Wall Street workers expecting worst bonus season since 2008

It’s a cash crash!

With the economy still struggling, Wall Street workers are expecting the worst bonus season since the crash of 2008.

Wall Street compensation anaylsts estimate that the average bonus this year will be $101,000 — a 16.5 percent decline from last year and almost a 50 percent decline since 2006, when the average was $191,360.

‘‘I don’t think this year’s bonuses are going to be very good,’’ said Dan Shaffer, CEO of Shaffer Asset Management. ‘‘I don’t believe the typical bonuses, as we used to know them, exist anymore.’’

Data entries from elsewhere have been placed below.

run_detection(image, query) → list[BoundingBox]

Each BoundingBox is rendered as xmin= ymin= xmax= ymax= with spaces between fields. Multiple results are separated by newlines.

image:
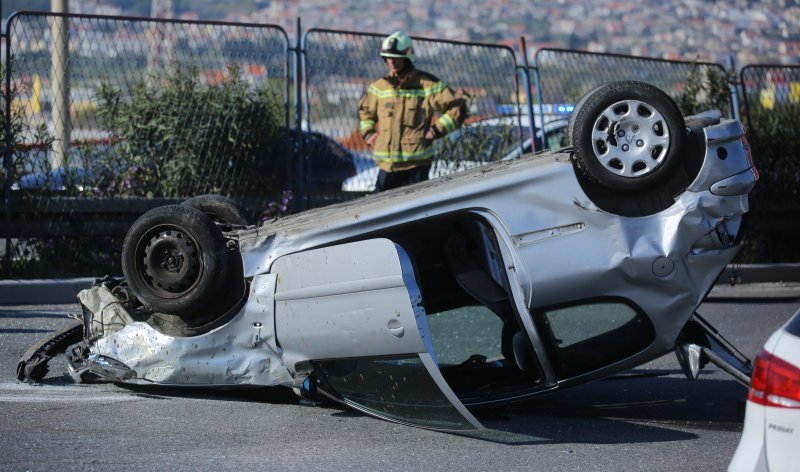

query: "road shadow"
xmin=465 ymin=369 xmax=747 ymax=445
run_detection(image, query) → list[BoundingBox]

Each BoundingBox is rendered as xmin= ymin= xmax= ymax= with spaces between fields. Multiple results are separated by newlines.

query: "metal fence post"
xmin=293 ymin=17 xmax=308 ymax=211
xmin=728 ymin=56 xmax=742 ymax=121
xmin=0 ymin=17 xmax=11 ymax=277
xmin=517 ymin=36 xmax=544 ymax=151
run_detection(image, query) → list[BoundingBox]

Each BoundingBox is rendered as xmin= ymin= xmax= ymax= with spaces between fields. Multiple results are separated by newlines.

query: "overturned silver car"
xmin=19 ymin=81 xmax=758 ymax=430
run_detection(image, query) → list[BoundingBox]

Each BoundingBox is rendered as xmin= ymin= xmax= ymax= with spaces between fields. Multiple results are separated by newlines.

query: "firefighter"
xmin=358 ymin=31 xmax=467 ymax=192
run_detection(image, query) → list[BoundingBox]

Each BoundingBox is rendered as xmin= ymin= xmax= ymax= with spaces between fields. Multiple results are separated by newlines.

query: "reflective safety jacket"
xmin=358 ymin=65 xmax=467 ymax=172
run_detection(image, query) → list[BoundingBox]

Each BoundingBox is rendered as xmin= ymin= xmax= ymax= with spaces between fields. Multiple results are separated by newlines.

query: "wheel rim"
xmin=592 ymin=100 xmax=670 ymax=178
xmin=136 ymin=225 xmax=203 ymax=298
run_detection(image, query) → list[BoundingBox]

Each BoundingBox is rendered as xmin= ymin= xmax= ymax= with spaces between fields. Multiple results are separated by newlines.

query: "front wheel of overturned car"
xmin=122 ymin=205 xmax=244 ymax=324
xmin=569 ymin=81 xmax=686 ymax=191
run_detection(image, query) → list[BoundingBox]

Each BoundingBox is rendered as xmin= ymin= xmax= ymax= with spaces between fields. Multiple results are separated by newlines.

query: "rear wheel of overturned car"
xmin=122 ymin=205 xmax=244 ymax=318
xmin=569 ymin=81 xmax=686 ymax=191
xmin=181 ymin=194 xmax=249 ymax=231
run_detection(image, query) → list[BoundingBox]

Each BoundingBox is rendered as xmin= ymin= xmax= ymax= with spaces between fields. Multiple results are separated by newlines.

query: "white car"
xmin=728 ymin=310 xmax=800 ymax=472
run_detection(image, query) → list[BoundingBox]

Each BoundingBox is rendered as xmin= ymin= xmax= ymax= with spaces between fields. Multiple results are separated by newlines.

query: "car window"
xmin=534 ymin=299 xmax=655 ymax=379
xmin=428 ymin=305 xmax=503 ymax=365
xmin=312 ymin=356 xmax=479 ymax=430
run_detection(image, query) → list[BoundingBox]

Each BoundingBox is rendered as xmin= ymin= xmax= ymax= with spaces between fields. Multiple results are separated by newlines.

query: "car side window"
xmin=534 ymin=299 xmax=655 ymax=379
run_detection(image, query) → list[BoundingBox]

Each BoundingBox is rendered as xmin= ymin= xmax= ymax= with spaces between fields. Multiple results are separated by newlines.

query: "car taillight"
xmin=747 ymin=350 xmax=800 ymax=408
xmin=742 ymin=125 xmax=761 ymax=181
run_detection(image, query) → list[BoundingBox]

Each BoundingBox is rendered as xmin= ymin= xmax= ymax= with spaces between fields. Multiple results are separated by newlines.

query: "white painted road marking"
xmin=0 ymin=382 xmax=144 ymax=403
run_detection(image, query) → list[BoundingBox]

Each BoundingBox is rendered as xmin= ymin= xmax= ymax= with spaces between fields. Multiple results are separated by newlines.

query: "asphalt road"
xmin=0 ymin=291 xmax=800 ymax=471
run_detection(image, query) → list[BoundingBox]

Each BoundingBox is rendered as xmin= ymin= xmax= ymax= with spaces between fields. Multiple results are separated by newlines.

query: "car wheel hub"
xmin=142 ymin=230 xmax=201 ymax=295
xmin=592 ymin=100 xmax=670 ymax=178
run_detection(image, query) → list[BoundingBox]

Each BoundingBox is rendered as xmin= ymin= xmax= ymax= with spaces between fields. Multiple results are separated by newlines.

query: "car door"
xmin=271 ymin=239 xmax=482 ymax=431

Last week, the downsizing continued. Citigroup moved to fire as many as 150 employees in its trading and investment-banking unit amid expectations of company-wide bonus reductions of as much as 10 percent.

Executives at JPMorgan, the largest Wall Street bank by assets, told Bloomberg that its bonus pool will be off by at least 2 percent. The analyst firm Options Group anticipates that almost one in five Street workers won’t get a bonus at all.

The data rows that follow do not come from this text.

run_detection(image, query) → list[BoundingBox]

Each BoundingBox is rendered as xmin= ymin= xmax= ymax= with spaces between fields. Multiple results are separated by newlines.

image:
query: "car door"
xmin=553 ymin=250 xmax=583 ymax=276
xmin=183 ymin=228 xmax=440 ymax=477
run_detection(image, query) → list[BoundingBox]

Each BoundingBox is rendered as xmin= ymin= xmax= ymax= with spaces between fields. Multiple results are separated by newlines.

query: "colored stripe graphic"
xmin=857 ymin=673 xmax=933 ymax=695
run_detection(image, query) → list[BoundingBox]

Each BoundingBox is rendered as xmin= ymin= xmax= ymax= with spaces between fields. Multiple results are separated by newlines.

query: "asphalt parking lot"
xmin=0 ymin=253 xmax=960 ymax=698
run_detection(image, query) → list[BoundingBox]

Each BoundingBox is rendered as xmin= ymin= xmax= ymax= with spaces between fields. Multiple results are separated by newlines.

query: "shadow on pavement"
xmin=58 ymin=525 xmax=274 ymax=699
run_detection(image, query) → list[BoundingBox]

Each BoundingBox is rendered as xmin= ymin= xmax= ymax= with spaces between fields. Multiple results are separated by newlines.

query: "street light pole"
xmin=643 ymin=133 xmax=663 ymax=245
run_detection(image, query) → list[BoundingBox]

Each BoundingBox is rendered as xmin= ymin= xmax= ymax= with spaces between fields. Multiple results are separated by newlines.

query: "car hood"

The cutbacks, which often account for a large percentage of a Wall Street worker’s pay, will have a ripple effect through the New York City economy — in the restaurant business, for example.

“Many restaurateurs are still grappling with the effects of Hurricane Sandy. It would have a cumulative financial impact on restaurants in the city,” said Andrew Moesel, spokesman for the New York State Restaurant Association. “Wall Street is one of the financial engines that drive this city.”

State Comptroller Thomas DiNapoli noted, “Over the past few years the revenues generated from the securities industry have been declining as a percentage of city and state revenues.”

The overall bonus pool dropped 13.5 percent between 2010 and 2011, to $19.7 billion — money that spurs the local economy with spending and taxes. DiNapoli did not have an overall bonus estimate for 2012 yet but expected the number to be lower.

Alan Johnson, managing director of Johnson Associates, blamed the economic downturn, taxes and regulations.

“When we talk about bonuses, that is bonuses for people who have a job, because these firms are not hiring, certainly not here in New York, and the pay is only up marginally,” Johnson said.

“Firms are looking to [outsource and locate operations] in other parts of the world and to hire people [elsewhere] because New York is a pretty expensive, hostile place to do business.”

One trading veteran told The Post, “I know some people who were let go before end of the third quarter so they would not have to be paid a bonus this year — even on a pro-rated basis.”

The trader added: “Unless you are lucky enough to be in one of these business lines that made money this year, you might be getting more coal than money in your stocking.”